Sir Philip Green launches legal bid to gag BHS-related report

Former BHS owner says report on PwC auditing failures could damage his reputation
  
  

Sir Philip Green
Sir Philip Green wants sections of the Financial Reporting Council’s (FRC) analysis to be redacted or changed. Photograph: Mike Marsland/WireImage

Sir Philip Green is seeking a gagging order to prevent the full publication of a watchdog’s report that casts fresh light on the BHS scandal.

On Thursday, Green launched a high court bid to stop the Financial Reporting Council publishing its damning report on the failures of the auditors responsible for checking BHS’s accounts.

The Topshop tycoon wants sections of the FRC analysis to be redacted or changed, arguing that references to him and other members of the former BHS management could cause “serious and potentially irreparable harm” to their reputations.

Last week Steve Denison, the senior PricewaterhouseCoopers accountant who audited the BHS accounts ahead of its sale for £1, only a year before the department store chain collapsed, was given a 15-year ban and and record personal fine of £325,000 after he admitted misconduct.

PwC was given a record £6.5m fine but the FRC’s report was not published at the same time.

Andrew Green QC, the barrister acting for Taveta, the retail billionaire’s holding company, told the high court it was not seeking to block the publication of the report, which is primarily focused on PwC’s failings.

“This [goal] can be achieved with a redacted version,” he said. “It is fundamental to bear in mind the gravity of the criticism. The prejudice to those individuals would be severe.”

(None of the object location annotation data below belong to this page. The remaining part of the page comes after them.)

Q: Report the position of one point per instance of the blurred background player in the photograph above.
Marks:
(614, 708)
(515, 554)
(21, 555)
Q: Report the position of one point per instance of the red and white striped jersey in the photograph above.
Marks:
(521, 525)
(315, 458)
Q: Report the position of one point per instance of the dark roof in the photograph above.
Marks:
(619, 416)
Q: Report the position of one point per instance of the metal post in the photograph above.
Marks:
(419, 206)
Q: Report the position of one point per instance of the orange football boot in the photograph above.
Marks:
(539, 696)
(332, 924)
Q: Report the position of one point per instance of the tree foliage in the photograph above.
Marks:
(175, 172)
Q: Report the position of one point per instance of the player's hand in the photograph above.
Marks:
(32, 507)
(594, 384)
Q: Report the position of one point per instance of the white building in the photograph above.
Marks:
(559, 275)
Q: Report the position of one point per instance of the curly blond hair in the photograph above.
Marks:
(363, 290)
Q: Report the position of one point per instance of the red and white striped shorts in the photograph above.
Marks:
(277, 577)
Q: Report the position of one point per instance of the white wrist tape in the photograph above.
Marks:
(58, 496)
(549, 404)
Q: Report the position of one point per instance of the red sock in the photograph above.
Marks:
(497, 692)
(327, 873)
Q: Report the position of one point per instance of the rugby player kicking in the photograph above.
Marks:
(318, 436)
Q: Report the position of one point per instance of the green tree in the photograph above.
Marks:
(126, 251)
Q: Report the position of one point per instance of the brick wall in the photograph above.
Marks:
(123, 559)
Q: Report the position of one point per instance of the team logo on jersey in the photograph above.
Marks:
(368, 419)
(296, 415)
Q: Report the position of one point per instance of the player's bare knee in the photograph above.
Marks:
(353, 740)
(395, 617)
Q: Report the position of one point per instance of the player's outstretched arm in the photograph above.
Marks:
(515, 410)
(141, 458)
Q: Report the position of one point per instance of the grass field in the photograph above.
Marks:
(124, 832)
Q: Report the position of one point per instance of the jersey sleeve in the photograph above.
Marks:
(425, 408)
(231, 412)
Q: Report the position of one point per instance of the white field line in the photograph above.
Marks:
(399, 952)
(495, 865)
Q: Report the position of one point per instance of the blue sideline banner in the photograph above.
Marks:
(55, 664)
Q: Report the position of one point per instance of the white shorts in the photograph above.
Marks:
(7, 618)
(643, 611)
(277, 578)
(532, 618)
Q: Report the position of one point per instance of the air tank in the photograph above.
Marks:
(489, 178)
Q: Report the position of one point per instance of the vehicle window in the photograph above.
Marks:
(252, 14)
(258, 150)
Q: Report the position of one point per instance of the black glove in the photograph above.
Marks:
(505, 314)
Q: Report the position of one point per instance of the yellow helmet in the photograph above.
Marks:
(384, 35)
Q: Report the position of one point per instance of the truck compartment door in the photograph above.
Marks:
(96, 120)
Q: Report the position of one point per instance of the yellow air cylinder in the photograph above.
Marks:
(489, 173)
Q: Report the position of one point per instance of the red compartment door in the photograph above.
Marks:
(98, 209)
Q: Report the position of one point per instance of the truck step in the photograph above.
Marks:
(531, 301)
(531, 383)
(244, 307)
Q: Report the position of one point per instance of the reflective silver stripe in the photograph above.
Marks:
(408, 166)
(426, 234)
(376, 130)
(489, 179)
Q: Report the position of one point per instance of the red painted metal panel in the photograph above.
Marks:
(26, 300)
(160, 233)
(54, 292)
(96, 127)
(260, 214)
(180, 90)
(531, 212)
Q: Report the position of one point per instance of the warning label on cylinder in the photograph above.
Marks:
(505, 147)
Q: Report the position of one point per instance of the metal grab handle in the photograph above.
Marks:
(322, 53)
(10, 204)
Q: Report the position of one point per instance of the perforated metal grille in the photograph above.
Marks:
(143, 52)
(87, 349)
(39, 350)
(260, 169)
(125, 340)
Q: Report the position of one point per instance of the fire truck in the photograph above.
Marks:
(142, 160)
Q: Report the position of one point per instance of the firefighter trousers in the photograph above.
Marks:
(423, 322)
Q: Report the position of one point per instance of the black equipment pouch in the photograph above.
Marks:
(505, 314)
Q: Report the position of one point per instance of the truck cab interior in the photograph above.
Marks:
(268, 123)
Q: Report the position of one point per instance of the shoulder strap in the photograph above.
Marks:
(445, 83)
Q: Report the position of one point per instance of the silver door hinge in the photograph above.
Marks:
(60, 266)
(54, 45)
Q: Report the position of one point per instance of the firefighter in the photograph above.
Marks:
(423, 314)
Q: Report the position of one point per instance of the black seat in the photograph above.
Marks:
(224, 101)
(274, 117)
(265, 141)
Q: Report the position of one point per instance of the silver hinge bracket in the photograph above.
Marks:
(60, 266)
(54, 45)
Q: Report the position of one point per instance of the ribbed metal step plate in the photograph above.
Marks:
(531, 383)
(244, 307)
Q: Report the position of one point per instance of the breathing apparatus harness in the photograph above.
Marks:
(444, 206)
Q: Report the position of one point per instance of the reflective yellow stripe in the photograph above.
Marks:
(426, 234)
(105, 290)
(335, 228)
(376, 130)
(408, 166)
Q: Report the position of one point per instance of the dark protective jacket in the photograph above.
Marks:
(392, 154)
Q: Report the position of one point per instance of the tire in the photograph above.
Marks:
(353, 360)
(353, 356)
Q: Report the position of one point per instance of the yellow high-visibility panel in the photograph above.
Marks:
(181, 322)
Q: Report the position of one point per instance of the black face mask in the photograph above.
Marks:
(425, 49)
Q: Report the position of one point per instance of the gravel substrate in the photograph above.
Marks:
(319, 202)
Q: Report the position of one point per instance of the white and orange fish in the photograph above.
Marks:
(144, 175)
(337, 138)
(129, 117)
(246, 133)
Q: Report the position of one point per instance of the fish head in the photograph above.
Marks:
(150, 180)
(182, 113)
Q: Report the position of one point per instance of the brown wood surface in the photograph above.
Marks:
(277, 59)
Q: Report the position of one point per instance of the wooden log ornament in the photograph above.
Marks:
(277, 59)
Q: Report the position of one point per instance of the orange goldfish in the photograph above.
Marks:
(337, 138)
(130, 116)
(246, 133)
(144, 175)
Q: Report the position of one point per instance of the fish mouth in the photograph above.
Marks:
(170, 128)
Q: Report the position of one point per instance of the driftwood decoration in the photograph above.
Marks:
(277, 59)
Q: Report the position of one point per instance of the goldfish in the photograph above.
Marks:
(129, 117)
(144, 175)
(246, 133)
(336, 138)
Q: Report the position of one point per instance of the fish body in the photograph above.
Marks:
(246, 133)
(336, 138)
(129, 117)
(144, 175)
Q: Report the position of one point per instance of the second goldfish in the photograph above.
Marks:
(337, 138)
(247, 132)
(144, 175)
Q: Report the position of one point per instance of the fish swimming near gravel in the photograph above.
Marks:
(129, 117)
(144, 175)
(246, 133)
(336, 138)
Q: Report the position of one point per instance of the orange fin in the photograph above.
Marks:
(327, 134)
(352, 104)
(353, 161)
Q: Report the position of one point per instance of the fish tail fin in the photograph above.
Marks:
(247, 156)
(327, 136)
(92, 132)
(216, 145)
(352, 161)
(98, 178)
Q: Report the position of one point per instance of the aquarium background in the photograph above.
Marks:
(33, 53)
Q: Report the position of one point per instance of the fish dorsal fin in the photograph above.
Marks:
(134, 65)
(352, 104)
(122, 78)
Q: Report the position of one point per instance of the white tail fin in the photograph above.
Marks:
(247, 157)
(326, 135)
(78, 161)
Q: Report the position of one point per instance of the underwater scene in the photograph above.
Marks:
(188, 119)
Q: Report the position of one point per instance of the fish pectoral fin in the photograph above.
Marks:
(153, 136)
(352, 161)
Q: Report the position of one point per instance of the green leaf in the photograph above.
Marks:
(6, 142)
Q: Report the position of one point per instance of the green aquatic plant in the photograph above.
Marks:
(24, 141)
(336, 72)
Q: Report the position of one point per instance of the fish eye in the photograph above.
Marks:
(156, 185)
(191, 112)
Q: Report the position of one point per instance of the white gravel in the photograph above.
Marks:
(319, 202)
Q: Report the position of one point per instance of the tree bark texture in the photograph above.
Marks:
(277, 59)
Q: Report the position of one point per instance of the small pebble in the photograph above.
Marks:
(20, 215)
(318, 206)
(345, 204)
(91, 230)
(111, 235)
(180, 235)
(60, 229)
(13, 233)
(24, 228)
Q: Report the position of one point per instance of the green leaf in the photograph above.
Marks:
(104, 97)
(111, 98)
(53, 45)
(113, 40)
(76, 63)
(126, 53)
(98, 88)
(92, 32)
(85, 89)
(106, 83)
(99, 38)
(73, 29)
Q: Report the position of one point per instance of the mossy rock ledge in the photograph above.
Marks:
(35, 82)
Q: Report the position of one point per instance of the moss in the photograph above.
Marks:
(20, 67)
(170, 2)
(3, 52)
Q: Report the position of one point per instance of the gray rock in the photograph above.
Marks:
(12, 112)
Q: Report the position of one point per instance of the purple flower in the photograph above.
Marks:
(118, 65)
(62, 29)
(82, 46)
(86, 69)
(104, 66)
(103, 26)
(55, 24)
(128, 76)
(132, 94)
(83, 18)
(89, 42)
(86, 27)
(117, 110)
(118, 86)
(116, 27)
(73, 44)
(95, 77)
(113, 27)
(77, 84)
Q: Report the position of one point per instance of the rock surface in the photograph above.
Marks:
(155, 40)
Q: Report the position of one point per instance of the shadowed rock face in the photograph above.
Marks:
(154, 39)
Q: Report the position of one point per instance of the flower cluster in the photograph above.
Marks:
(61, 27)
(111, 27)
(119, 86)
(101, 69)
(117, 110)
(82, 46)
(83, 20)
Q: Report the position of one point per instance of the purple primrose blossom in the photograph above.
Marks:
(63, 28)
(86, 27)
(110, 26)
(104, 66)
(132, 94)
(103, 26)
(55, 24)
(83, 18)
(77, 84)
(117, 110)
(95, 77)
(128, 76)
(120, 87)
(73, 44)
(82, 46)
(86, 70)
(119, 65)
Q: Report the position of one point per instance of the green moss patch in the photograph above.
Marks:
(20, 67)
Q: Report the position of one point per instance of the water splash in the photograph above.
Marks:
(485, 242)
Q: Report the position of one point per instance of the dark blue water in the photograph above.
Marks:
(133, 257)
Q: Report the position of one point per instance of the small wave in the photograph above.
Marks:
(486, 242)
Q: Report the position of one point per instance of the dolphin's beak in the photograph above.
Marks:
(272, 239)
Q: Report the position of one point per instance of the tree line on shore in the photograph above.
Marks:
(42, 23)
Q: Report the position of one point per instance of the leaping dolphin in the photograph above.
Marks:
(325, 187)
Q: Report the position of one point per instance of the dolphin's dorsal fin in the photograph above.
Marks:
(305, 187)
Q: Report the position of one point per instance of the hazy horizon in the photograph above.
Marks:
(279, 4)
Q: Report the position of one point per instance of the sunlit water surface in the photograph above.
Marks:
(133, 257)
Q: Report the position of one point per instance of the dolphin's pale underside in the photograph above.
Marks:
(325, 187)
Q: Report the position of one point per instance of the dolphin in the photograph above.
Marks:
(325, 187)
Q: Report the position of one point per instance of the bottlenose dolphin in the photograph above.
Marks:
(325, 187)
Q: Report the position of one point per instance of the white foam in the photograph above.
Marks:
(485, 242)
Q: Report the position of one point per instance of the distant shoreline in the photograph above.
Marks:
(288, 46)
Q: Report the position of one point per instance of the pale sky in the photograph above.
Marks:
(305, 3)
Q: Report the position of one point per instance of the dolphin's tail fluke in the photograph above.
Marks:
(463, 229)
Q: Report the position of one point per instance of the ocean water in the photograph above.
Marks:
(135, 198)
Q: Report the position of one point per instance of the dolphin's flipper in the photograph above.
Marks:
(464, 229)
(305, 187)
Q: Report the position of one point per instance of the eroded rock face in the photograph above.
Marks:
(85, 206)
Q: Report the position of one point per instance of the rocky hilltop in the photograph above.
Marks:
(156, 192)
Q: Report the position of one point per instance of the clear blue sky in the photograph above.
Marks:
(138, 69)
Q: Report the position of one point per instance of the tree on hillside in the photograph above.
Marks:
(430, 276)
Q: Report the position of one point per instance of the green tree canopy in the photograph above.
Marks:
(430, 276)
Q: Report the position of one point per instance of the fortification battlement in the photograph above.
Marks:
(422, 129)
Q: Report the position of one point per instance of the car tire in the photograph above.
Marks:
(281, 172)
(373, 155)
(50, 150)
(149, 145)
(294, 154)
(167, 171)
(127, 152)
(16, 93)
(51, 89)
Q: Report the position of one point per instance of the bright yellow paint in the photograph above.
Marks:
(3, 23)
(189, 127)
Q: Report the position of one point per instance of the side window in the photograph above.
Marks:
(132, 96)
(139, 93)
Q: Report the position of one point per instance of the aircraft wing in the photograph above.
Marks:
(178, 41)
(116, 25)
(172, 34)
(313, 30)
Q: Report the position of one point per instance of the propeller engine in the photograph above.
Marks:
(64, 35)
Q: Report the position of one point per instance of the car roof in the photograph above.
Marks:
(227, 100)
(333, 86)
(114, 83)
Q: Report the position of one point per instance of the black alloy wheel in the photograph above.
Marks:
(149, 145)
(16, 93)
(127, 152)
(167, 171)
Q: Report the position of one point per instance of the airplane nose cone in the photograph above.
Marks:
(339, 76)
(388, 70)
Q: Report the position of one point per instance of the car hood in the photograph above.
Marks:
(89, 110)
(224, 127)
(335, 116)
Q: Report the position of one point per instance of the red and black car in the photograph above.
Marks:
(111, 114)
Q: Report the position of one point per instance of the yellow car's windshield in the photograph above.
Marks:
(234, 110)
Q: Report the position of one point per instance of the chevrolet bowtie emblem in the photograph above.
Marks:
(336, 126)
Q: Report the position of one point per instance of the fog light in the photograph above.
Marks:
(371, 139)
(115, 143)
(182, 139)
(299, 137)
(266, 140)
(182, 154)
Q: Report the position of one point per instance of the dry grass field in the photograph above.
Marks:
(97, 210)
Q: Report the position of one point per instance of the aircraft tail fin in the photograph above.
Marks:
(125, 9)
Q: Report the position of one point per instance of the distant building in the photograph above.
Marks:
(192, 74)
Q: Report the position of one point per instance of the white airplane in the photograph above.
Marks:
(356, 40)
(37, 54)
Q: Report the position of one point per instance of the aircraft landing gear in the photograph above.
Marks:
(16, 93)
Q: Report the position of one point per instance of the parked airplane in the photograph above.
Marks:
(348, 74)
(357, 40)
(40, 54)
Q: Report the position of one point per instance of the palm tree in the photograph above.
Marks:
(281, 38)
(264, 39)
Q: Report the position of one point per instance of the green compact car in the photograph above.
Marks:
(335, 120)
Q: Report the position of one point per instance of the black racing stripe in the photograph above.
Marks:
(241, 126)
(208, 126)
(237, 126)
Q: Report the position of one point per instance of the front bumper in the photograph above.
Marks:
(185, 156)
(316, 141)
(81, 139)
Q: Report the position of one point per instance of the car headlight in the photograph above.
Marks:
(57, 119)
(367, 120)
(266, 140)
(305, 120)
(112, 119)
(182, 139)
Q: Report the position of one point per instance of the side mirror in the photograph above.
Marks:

Charles Béar, the barrister acting for the FRC, said it was not in the public interest to make any changes. “Publication of only part of the FRC’s reasons would be either unintelligible or misleading or both,” he said.

The Commons work and pensions committee, which carried out an investigation into the demise of the department store in 2016, has already received a copy of the report. Frank Field, the Labour MP who chairs the committee and has regularly locked horns with Green over BHS, has been pushing for its publication.

Field, who watched Thursday’s hearing, said outside the court that he would challenge any attempt by Green to modify the report.

“This attempt at a gagging order is also gagging parliament,” he said. “At some stage we will have to come and argue there is a wider public interest than Sir Philip Green’s reputation.”

Taveta is asking for an interim injunction before a judicial review. Mr Justice Nicklin said the hearing had raised “important issues that need to be properly considered” and he would pass judgment as soon as possible.

On Thursday, a leaked email sent to nearly 1,000 PwC partners and written by the firm’s UK chairman, Kevin Ellis, was heavily critical of Denison who, it emerged, had backdated his BHS audit opinion and spent just two hours working on the file.

In the email, Ellis described Denison’s supervision of the audit as “inadequate” with too much work delegated to a junior team member. “This situation should not have happened and we need to face up to the failings and learn the lessons,” he wrote.